Jimmy knew that he would never take a more compelling or intense photograph. For a photographer it was sometimes pure dumb luck to be in the right place at the right time with a camera and take "the shot".

This shot would make his career and would ensure he never had to struggle ever again for professional recognition or a steady income.

He, like everyone else, had hidden out of sight as the two behemoths clashed throughout the city. The warning the city had received had given the citizens enough time to evacuate or to get down into the basements of the buildings.

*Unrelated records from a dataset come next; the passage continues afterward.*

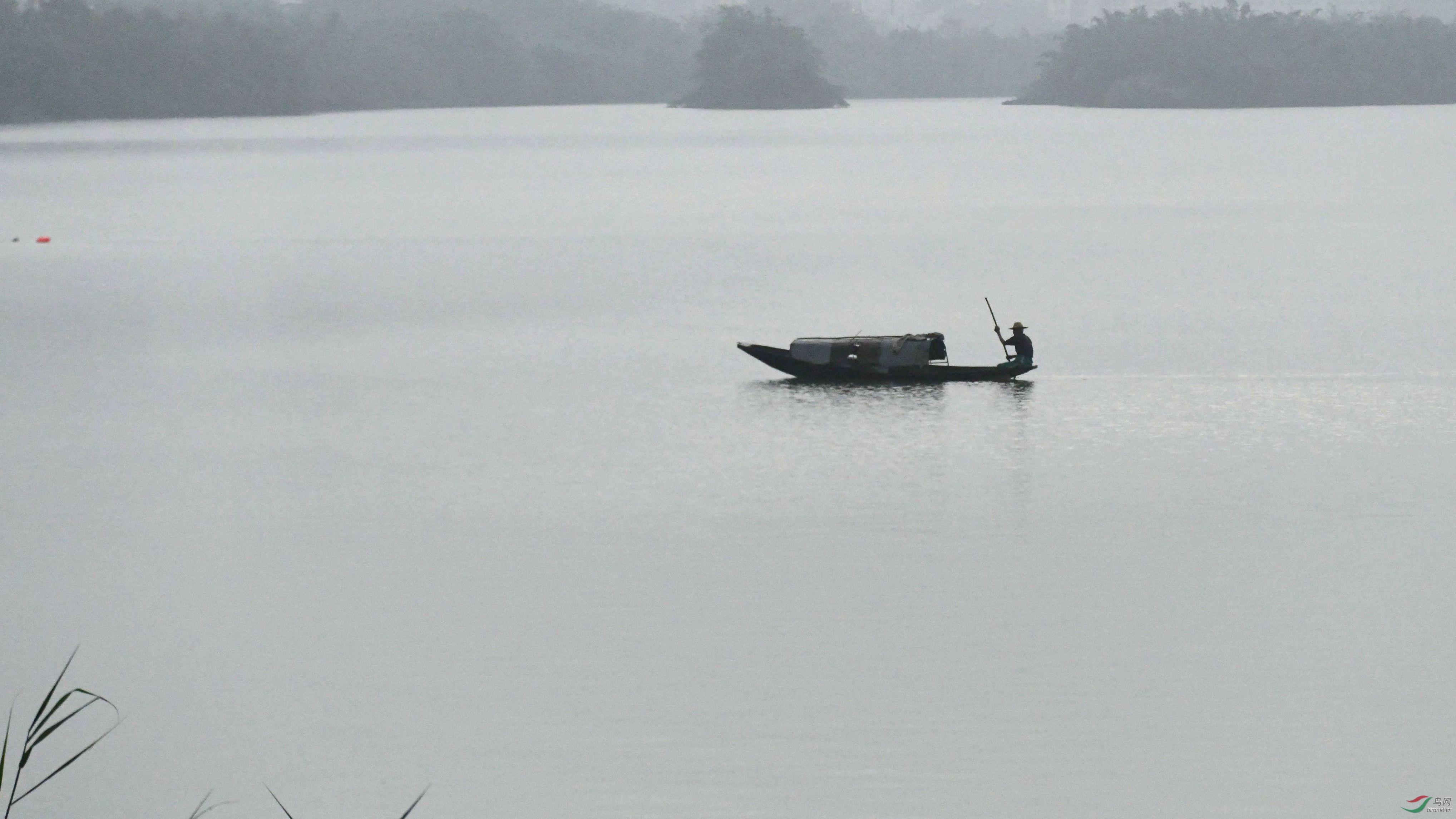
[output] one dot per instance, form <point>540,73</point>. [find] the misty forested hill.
<point>136,59</point>
<point>1231,58</point>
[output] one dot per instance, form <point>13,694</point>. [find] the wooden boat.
<point>875,359</point>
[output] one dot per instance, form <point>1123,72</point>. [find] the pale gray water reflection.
<point>372,451</point>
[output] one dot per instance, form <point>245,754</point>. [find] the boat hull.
<point>929,374</point>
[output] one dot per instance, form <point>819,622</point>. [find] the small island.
<point>759,62</point>
<point>1229,58</point>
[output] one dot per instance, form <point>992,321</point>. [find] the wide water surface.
<point>369,451</point>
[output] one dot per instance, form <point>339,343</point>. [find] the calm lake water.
<point>373,451</point>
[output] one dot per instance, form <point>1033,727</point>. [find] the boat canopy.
<point>871,352</point>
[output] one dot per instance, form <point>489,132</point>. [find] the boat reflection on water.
<point>874,397</point>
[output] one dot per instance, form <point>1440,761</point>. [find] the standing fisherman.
<point>1021,341</point>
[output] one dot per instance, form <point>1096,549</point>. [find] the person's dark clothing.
<point>1023,343</point>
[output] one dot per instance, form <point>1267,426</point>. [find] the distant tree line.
<point>951,60</point>
<point>1229,58</point>
<point>757,60</point>
<point>139,59</point>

They had arrived with the dawn and the city had taken an enormous toll as building after building had been leveled as the unrelenting physical violence continued. Each blow was struck with such ferocity that their indestructible bodies became missiles that had the capacity to explode against a solid object and render it to dust.

He had watched Lois as she left the basement of the Daily Planet. Her face was ashen and her whole demeanor screamed fear to him. He knew it wasn't fear for herself as she was quite ridiculously brave but fear for Superman. Without thinking he decided to follow her and arrived with her at the front door and looked out.

The image of the two behemoths locked together as they struggled was awe-inspiring and extremely frightening. Superman's arms were wrapped around the Dreadlord's head and its arms were wrapped around Superman's waist. Jimmy started to take shot after shot of the cataclysmic event.

With a heave the Dreadlord locked his arms and broke Superman's back. Superman screamed in total agony and with the last of his strength tore the Dreadlord's head from its body. Jimmy kept shooting as Superman looked at Lois and he could see Superman's lips moving. He watched as Lois raced towards Superman screaming "No, No, No, No" before she fell down next to Superman and pulled him into her arms.

Then the perfect moment for "the shot" occurred.

The man of steel's body was held across Lois's lap. His uniform was torn in so many places; blood was running through each of the tears. The brilliant blue was faded with dust from smashed buildings dimming the vibrancy. His head was lying against her chest and his eyes were closed in death. All the pain was missing from his face and the trademark S was nestled against his forehead. His arm was flung out and in death he still looked powerful and majestic as his red cloak had settled behind him and had pooled onto the ground next to them. The head of the Dreadlord, where Superman had dropped it as he fell, provided a counter balance to the cape as the blood from the torn head pooled across the rubble strewn ground.

Lois's head was thrown back and she was screaming at the sky. The anguish and pain on her face was terrible to view in its starkness. She looked like her world had ended and no one would ever doubt the love that she had lost. Blood had been smeared across her face where she had hugged Superman's cut and bleeding head to her. Tears were running down her face and mingling with the blood and she looked primeval in her anguish.

Broken buildings that resembled a disaster zone framed the tableau. The broken windows and smashed walls of the buildings was a testament to the ferocious power that had been unleashed during the battle. Holes, which had been punched through the walls by the combatants, were eerily silhouetted as the dust from the broken masonry filled the sky and the sun's rays were filtered.

It was "the shot" all photographers dream about, but would it ever be seen was a choice he now had to make.